A robust wrapper for production must handle errors, retries, and rate limiting:

async function callClaudeWithRetry(messages, maxRetries = 3) {
  for (let attempt = 0; attempt < maxRetries; attempt++) {
    try {
      const response = await fetch('https://api.anthropic.com/v1/messages', {
        method: 'POST',
        headers: {
          'Content-Type': 'application/json',
          'x-api-key': process.env.ANTHROPIC_API_KEY,
          'anthropic-versión': '2023-06-01'
        },
        body: JSON.stringify({
          model: 'claude-sonnet-4-20250514',
          max_tokens: 1024,
          messages
        })
      });

      if (response.status === 429) {
        const retryAfter = response.headers.get('retry-after') || '30';
        const waitMs = parseInt(retryAfter) * 1000;
        console.log(`Rate limited. Esperando ${retryAfter}s...`);
        await new Promise(r => setTimeout(r, waitMs));
        continue;
      }

      if (response.status === 529) {
        const waitMs = Math.pow(2, attempt) * 1000;
        console.log(`API sobrecargada.

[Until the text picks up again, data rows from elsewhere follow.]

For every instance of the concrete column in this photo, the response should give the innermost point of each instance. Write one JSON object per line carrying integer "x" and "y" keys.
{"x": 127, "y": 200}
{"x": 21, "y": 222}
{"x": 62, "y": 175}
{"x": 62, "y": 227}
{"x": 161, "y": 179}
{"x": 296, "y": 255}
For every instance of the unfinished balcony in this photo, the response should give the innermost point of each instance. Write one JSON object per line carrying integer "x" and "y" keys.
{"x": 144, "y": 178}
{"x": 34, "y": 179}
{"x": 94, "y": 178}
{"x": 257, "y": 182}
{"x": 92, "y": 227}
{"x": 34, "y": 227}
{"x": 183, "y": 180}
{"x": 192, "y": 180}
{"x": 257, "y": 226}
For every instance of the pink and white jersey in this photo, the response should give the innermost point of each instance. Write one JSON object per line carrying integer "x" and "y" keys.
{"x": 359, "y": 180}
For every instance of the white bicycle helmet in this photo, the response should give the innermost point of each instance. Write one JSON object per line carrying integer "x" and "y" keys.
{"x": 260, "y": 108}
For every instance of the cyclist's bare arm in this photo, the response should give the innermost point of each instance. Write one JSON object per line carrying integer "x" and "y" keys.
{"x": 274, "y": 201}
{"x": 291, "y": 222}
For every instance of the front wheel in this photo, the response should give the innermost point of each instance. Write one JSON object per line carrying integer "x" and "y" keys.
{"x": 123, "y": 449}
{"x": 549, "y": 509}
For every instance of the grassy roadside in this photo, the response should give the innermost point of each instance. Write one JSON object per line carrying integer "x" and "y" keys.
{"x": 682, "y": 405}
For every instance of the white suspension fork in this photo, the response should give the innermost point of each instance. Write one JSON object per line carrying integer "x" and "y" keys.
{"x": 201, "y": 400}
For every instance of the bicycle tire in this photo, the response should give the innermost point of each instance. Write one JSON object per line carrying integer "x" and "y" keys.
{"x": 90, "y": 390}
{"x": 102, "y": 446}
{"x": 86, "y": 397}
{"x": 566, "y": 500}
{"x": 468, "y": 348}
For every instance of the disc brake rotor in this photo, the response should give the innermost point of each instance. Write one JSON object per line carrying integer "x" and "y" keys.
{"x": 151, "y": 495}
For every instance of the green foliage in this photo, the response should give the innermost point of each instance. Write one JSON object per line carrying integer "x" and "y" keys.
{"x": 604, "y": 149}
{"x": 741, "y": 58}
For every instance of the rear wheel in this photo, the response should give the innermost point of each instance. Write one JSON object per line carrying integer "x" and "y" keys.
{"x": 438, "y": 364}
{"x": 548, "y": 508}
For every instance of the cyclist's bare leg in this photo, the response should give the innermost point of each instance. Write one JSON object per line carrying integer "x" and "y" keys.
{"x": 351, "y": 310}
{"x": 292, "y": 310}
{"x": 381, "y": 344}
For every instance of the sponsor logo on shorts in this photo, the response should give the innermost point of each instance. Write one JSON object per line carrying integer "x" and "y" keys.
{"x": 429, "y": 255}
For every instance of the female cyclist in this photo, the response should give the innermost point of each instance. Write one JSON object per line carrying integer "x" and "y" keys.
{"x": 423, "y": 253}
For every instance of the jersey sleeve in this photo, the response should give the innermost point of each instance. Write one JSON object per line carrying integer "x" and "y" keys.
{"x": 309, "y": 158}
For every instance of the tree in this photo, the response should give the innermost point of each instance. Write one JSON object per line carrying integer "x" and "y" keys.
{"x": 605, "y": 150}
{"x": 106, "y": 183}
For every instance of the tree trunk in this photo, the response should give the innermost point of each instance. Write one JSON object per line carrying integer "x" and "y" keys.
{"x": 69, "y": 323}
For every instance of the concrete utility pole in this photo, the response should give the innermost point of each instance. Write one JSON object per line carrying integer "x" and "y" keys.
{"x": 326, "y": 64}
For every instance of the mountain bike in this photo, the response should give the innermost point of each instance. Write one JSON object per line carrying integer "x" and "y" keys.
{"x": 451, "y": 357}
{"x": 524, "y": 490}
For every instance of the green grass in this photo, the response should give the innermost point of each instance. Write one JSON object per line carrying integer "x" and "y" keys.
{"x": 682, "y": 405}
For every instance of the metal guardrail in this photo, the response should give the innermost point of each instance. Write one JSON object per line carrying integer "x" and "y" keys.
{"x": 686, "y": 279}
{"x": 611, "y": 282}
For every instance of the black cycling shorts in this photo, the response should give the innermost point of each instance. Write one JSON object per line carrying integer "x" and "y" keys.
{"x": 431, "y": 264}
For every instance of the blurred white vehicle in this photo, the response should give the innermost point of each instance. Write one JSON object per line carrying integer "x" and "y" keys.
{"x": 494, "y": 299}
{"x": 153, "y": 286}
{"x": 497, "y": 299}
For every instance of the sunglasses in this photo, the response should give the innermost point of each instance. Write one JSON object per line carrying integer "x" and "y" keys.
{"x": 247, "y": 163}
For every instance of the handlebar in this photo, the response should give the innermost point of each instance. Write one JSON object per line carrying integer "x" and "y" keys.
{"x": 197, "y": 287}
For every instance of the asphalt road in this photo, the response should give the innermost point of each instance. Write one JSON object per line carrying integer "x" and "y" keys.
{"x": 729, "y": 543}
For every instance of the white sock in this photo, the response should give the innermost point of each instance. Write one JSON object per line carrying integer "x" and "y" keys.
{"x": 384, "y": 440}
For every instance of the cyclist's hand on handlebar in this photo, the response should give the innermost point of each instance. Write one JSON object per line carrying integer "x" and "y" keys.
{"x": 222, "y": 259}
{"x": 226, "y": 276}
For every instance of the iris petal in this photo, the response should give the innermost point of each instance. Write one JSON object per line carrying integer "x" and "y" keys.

Reintento en ${waitMs}ms...`);
        await new Promise(r => setTimeout(r, waitMs));
        continue;
      }

      if (!response.ok) {
        const error = await response.json();
        throw new Error(`API Error ${response.status}: ${error.error.message}`);
      }

      return await response.json();
    } catch (error) {
      if (attempt === maxRetries - 1) throw error;
      const waitMs = Math.pow(2, attempt) * 1000;
      await new Promise(r => setTimeout(r, waitMs));
    }
  }
}

Security and best practices

Protect your API key

  • Store it in environment variables, never in code
  • Use a backend as a proxy between your frontend and the API
  • Rotate keys periodically

Control costs

function estimateCost(inputTokens, outputTokens, model) {
  const pricing = {
    'claude-sonnet-4-20250514': { input: 3, output: 15 },
    'claude-haiku-3-5-20241022': { input: 0.25, output: 1.25 }
  };

  const rates = pricing[model];
  const inputCost = (inputTokens / 1_000_000) * rates.input;
  const outputCost = (outputTokens / 1_000_000) * rates.output;

  return { inputCost, outputCost, total: inputCost + outputCost };
}

Validate user input

Always sanitize and validate input before sending it to the API. Limit the maximum length and filter unwanted content.

Conclusion

Integrating the Claude API with native fetch() is straightforward and requires no additional dependencies. The key concepts are: basic calls, streaming for better UX, tool use to extend capabilities, and robust error handling for production.

Start with simple calls, add streaming when you improve the UX, and explore tool use when you need to connect Claude with your systems.